Screw design and get data, says Ben Huh of I Can Has Cheezburger - stratos2
http://venturebeat.com/2012/08/23/screw-design-and-get-data-says-ben-huh-of-i-can-has-cheezburger/

======
mnicole
So this article really emphasizes how little Ben actually understands what
design is. "But good product isn’t pretty: Good product is product that works
for users and works for the company." I don't know how many times in my
comment history I've said it; but design is not "pretty". Design is
functionality merged with simplicity.

He cites Craigslist, which we've talked about all too often here. Their lack
of a better design was acceptable at a time when technology didn't allow for
it and when people didn't expect or know what good design was. The entire
Padmapper debacle was because they did Craigslist better than Craigslist. Then
eBay. We had a discussion about this recently too - the UX is terrible and the
search - which should be their #1 tool - is even worse.
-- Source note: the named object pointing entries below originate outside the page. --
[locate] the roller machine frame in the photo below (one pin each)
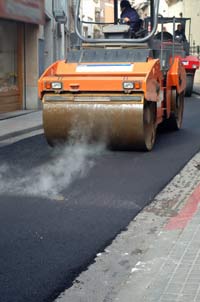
(114, 89)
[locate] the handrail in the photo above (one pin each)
(129, 40)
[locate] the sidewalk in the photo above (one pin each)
(16, 123)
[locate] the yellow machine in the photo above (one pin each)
(117, 89)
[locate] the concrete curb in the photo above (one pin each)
(19, 132)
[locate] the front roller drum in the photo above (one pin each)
(119, 125)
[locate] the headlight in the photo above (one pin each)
(56, 85)
(128, 85)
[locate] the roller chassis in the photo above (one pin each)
(115, 91)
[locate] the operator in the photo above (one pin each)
(130, 15)
(179, 33)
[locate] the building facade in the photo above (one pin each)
(31, 38)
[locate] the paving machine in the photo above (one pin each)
(116, 88)
(189, 60)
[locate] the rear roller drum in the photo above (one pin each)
(149, 125)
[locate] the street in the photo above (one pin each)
(61, 207)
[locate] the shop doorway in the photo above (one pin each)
(11, 62)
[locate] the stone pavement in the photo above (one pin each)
(13, 124)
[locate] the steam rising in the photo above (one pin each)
(48, 180)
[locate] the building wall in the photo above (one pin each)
(192, 9)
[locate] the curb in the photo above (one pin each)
(20, 132)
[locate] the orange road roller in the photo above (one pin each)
(116, 89)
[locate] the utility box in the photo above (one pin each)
(59, 8)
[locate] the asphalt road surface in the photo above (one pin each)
(59, 208)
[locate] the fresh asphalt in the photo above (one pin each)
(47, 241)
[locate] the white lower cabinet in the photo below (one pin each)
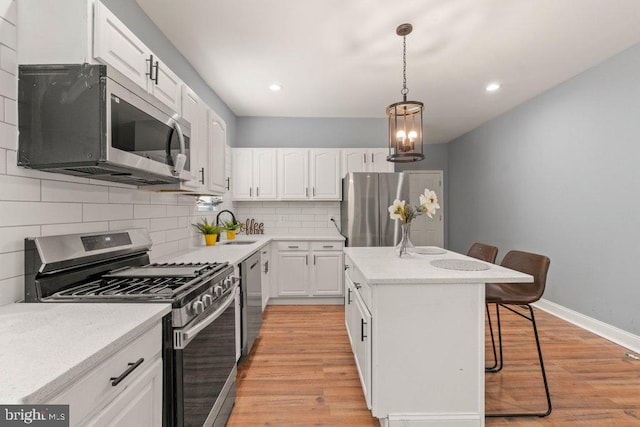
(308, 269)
(358, 322)
(125, 390)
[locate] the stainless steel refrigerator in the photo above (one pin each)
(366, 198)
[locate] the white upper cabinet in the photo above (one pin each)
(265, 173)
(217, 140)
(365, 160)
(325, 174)
(293, 174)
(114, 44)
(254, 174)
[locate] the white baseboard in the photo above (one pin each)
(611, 333)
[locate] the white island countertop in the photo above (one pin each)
(46, 347)
(236, 253)
(380, 265)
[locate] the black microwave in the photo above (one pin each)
(91, 121)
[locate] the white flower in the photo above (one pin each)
(396, 211)
(429, 202)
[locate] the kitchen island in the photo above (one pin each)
(416, 327)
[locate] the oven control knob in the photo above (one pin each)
(207, 300)
(197, 307)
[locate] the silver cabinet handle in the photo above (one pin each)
(132, 366)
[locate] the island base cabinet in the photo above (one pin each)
(427, 348)
(138, 405)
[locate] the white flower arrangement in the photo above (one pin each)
(405, 213)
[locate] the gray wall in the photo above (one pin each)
(311, 132)
(559, 176)
(130, 13)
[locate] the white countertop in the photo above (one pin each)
(382, 266)
(234, 253)
(47, 346)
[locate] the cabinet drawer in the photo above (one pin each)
(292, 246)
(361, 286)
(95, 389)
(326, 246)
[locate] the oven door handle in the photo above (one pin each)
(182, 338)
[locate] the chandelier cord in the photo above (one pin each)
(404, 90)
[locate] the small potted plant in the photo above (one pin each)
(231, 228)
(210, 231)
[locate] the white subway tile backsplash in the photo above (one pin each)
(158, 237)
(106, 212)
(8, 136)
(60, 191)
(164, 198)
(18, 188)
(128, 223)
(149, 211)
(30, 213)
(121, 195)
(12, 264)
(83, 227)
(156, 224)
(12, 238)
(11, 290)
(3, 161)
(178, 210)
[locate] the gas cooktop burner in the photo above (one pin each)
(169, 270)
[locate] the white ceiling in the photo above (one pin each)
(342, 58)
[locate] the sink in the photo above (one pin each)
(238, 242)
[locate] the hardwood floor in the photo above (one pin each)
(301, 373)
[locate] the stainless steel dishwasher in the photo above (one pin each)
(251, 290)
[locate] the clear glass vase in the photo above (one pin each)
(405, 248)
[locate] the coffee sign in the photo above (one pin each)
(252, 227)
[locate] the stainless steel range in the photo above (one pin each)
(201, 335)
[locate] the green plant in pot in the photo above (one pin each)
(231, 227)
(210, 231)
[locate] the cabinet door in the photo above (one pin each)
(115, 45)
(139, 405)
(325, 174)
(166, 85)
(217, 138)
(362, 346)
(293, 174)
(293, 273)
(242, 177)
(191, 106)
(378, 161)
(327, 273)
(265, 173)
(353, 160)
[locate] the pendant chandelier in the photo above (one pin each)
(405, 117)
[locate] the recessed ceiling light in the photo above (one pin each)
(492, 87)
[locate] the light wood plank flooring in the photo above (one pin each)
(301, 373)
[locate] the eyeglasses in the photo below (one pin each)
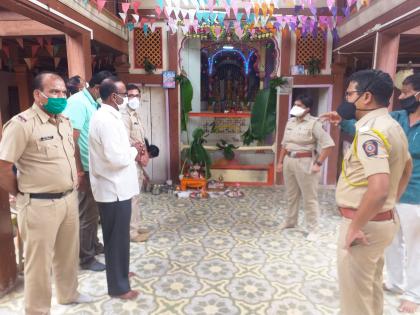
(348, 93)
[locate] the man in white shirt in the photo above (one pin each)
(112, 166)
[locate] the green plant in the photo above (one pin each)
(277, 81)
(186, 98)
(263, 117)
(227, 148)
(196, 153)
(314, 66)
(148, 66)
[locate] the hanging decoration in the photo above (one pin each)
(243, 24)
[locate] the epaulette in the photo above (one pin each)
(21, 118)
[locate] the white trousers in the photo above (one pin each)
(402, 257)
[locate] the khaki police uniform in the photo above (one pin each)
(136, 134)
(42, 149)
(303, 136)
(380, 146)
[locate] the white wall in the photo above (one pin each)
(191, 63)
(153, 115)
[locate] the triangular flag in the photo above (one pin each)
(136, 17)
(56, 61)
(34, 50)
(125, 6)
(123, 16)
(29, 62)
(247, 7)
(6, 51)
(20, 41)
(40, 41)
(158, 11)
(136, 5)
(50, 49)
(100, 5)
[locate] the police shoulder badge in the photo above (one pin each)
(370, 147)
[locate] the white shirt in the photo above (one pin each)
(112, 165)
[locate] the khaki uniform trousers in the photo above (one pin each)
(300, 182)
(360, 268)
(135, 206)
(50, 232)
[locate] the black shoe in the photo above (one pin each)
(95, 266)
(99, 248)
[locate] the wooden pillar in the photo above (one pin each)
(337, 70)
(8, 270)
(23, 79)
(283, 113)
(79, 55)
(386, 54)
(174, 128)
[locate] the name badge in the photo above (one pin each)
(47, 138)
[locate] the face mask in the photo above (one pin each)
(297, 111)
(410, 103)
(134, 103)
(55, 105)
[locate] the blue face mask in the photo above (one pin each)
(55, 105)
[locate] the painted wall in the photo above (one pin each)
(191, 63)
(6, 79)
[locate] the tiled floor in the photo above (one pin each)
(222, 257)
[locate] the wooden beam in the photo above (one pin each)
(401, 26)
(26, 28)
(8, 269)
(78, 55)
(283, 113)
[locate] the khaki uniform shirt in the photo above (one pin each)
(133, 125)
(42, 149)
(305, 135)
(373, 158)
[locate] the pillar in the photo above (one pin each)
(173, 106)
(8, 270)
(23, 78)
(283, 113)
(78, 50)
(386, 54)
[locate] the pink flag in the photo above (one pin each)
(125, 6)
(100, 4)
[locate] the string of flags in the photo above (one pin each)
(244, 20)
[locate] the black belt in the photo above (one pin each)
(50, 195)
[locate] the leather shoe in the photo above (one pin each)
(95, 266)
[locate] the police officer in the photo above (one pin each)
(301, 165)
(375, 172)
(39, 142)
(136, 133)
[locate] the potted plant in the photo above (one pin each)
(228, 150)
(196, 154)
(148, 66)
(314, 66)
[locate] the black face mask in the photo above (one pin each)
(410, 104)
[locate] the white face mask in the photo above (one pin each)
(297, 111)
(134, 103)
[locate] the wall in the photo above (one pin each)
(191, 63)
(6, 79)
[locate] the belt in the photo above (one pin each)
(349, 213)
(297, 155)
(50, 195)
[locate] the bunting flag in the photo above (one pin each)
(100, 5)
(125, 6)
(136, 5)
(20, 41)
(50, 49)
(56, 61)
(34, 50)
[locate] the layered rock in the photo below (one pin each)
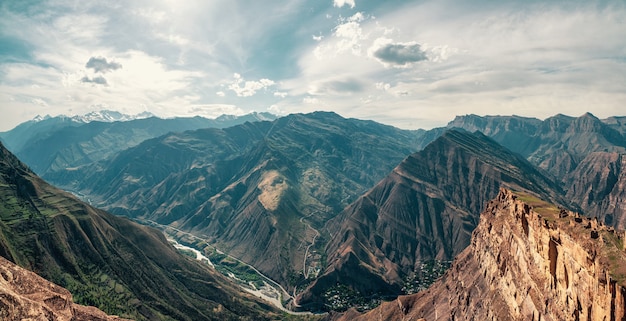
(259, 191)
(26, 296)
(528, 260)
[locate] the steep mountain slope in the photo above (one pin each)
(557, 144)
(260, 191)
(582, 153)
(528, 260)
(25, 295)
(107, 261)
(599, 185)
(56, 146)
(425, 209)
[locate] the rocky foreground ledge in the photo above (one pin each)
(528, 260)
(25, 295)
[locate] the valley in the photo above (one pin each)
(316, 213)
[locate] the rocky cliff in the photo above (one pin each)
(25, 295)
(528, 260)
(425, 209)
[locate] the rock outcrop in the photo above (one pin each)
(528, 260)
(25, 295)
(425, 209)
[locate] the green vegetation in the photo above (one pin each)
(427, 273)
(548, 210)
(341, 297)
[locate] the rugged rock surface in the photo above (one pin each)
(528, 260)
(25, 295)
(259, 191)
(55, 147)
(599, 185)
(425, 209)
(107, 261)
(580, 152)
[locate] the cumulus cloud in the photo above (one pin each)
(341, 3)
(280, 94)
(341, 87)
(215, 110)
(100, 64)
(248, 88)
(310, 100)
(400, 54)
(98, 80)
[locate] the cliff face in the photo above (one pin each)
(599, 185)
(26, 296)
(528, 260)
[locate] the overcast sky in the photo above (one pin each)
(411, 64)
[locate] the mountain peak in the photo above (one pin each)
(109, 116)
(528, 260)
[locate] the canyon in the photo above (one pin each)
(528, 260)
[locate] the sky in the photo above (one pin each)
(410, 64)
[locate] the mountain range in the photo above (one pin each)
(107, 261)
(260, 191)
(325, 205)
(528, 260)
(425, 209)
(52, 146)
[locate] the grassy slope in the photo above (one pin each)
(106, 261)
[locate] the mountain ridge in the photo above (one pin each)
(95, 256)
(425, 209)
(528, 260)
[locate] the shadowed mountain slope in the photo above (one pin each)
(25, 295)
(107, 261)
(425, 209)
(528, 260)
(57, 145)
(583, 153)
(259, 191)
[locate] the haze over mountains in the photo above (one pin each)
(316, 201)
(52, 144)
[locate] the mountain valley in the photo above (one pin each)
(342, 212)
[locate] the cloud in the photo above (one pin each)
(215, 110)
(341, 3)
(100, 64)
(39, 102)
(99, 80)
(280, 94)
(310, 100)
(400, 54)
(248, 88)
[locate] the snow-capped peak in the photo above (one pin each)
(39, 118)
(109, 116)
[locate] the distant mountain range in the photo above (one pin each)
(55, 144)
(319, 202)
(261, 191)
(425, 209)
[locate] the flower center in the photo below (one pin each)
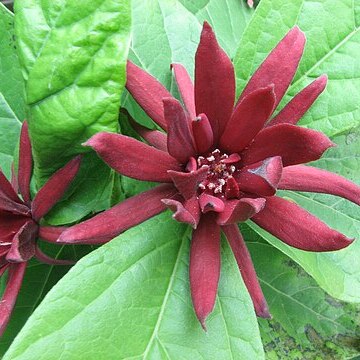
(222, 167)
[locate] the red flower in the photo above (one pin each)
(222, 164)
(19, 221)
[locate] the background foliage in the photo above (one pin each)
(130, 298)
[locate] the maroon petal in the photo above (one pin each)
(186, 88)
(232, 188)
(307, 178)
(109, 224)
(203, 134)
(25, 163)
(49, 260)
(133, 158)
(298, 228)
(188, 183)
(204, 266)
(248, 119)
(181, 214)
(261, 178)
(279, 67)
(301, 103)
(247, 269)
(51, 233)
(148, 92)
(9, 201)
(54, 189)
(14, 180)
(154, 138)
(294, 144)
(214, 82)
(23, 244)
(7, 303)
(180, 142)
(210, 203)
(240, 210)
(10, 224)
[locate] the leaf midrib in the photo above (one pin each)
(167, 294)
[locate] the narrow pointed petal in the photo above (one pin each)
(204, 266)
(54, 188)
(210, 203)
(191, 165)
(298, 228)
(10, 225)
(181, 214)
(203, 134)
(261, 178)
(41, 256)
(154, 138)
(110, 223)
(248, 118)
(14, 180)
(214, 82)
(307, 178)
(25, 163)
(188, 183)
(279, 67)
(240, 210)
(133, 158)
(301, 103)
(51, 233)
(7, 303)
(247, 269)
(186, 88)
(7, 190)
(294, 144)
(180, 142)
(148, 92)
(23, 244)
(9, 201)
Now with Amazon, they're one of those sites where the necessity to keep the
design dry for the sake of usability is integral to the business. Even still,
they've nailed their UX down so that you've only really got to use two or
three functions of the site to get where you need to go and then some.

Then he really loses me when he says that this is painfully clear because
people buy Ford Focuses instead of Ferrari's. I really don't even need to
touch this one and I'm not even sure why he shot himself in the foot like
that. The comments on VentureBeat do a good job of picking him apart there.

As an aside, I don't think I've been to that site in years, and I'm not
exactly sure who does - is it below the ranks of 9GAG and FunnyJunk?

Actually now that I think about it, I once had a recruitment agency tell me
that "that Cheez-.. what is it - 'I have a cheeseburger?' .. 'Can I have a
cheeseburger?' site is constantly hiring our designers" and "maybe we should
check with them." I laughed on my way out. When your talent agency can't even
remember your name, maybe design (as branding) is something you _should_ care
about.

------
dschwartz88
Good design/product by definition (for the web at least) is the melding of
fantastic graphic design with the needs of your business and users. These are
not mutually exclusive pieces, they all have an effect on your bottom line.
His statement seems very short sighted to me.